At the moment of discussing this dilemma, Victor, as it were, happened to be at the blackboard, who, as it were, always happens to be near, if there is any interesting discussion. Vitya began to draw vertical lines, symbolizing the actions of CRUD, - the lines went parallel to each other and were called a, b, c, d ...

With a guitar - this is Vitya. Pasha, who is engaged in such interesting things in the company, also helped to convey his “comb” idea.

Bingo! Our files are stored in the good old a / b / c scheme, that is, the site vasya.ru will be located along the path /v/a/s/vasya.ru. We decided that the receiving party would perform the tasks in order within the same “upper” letter, but beyond its limits - asynchronously. It happened so quickly and reliably. And since the scheme Viti on the board resembled a comb, the principle was named after the programmer who was at the right time in the right place.
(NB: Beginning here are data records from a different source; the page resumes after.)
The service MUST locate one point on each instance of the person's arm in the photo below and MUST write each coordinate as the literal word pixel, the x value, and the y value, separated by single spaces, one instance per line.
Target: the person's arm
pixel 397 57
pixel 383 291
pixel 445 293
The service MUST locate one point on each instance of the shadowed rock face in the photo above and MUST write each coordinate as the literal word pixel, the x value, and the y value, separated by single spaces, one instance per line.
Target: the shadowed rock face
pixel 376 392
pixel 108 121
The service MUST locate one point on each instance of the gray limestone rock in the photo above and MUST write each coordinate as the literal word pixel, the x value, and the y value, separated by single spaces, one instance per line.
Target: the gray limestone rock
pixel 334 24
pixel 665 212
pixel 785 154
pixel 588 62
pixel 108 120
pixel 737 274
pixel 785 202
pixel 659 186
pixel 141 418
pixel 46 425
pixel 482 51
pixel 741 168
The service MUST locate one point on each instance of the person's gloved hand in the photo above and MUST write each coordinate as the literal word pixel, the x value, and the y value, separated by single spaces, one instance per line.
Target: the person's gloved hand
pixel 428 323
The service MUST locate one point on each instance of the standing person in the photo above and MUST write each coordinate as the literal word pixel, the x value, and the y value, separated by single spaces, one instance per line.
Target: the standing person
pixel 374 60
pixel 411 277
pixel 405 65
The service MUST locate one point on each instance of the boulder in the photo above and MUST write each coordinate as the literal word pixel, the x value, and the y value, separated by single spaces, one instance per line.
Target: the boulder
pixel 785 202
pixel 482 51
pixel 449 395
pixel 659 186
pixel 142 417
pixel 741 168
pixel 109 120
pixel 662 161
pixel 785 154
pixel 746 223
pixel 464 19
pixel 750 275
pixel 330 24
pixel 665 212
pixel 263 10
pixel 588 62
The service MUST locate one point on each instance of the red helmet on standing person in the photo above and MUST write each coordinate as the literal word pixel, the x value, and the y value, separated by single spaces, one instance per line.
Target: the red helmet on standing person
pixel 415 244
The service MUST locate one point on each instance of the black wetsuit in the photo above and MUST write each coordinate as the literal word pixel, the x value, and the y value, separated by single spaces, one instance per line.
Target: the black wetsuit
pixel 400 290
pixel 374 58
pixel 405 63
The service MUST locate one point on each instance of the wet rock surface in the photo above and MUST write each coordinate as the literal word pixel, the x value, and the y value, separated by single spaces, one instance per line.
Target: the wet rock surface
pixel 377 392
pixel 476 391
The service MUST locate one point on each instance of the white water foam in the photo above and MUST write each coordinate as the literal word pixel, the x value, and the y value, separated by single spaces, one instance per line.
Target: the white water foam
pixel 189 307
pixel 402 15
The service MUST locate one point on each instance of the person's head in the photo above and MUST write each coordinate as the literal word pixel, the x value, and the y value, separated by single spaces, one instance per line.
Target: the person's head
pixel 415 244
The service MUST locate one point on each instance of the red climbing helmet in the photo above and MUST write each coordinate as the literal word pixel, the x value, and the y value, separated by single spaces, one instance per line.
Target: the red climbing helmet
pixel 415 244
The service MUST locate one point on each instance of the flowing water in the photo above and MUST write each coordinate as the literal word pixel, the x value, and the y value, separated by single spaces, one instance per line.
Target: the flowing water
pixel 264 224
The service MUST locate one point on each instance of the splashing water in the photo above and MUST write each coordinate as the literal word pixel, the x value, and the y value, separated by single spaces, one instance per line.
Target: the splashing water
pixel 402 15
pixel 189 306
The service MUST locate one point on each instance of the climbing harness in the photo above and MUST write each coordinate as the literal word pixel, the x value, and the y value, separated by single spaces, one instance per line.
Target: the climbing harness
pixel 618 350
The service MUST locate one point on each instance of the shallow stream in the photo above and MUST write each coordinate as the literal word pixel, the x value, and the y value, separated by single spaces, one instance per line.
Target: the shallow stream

Do not think about nanoseconds down: what to consider when testing a samopisnaya system

When there was something to test, we decided to check the synchronicity of directories in two places in the same way we did it in the distant past - namely, by Rsync in dry-run mode.

With this option, in fact, nothing happens, but the screen displays the actions that would occur: you can see all the files that need to be copied, respectively, this is the point of "non-synchronicity."

There was another problem waiting for - our Node.js exposes ctime files to the nearest milliseconds (then clogs with zeros), and Rsync, comparing files for sameness, also takes nanoseconds into account! And considers files different when they are actually the same.

One could compute and compare md5 file hashes - but this is very slow. Searches for a ready-made module capable of changing the creation time of files in UltraHD mode did not lead to anything, and I had to write my own C module for these purposes. So, a return to the sources of synchronization has brought us back to the origins of programming.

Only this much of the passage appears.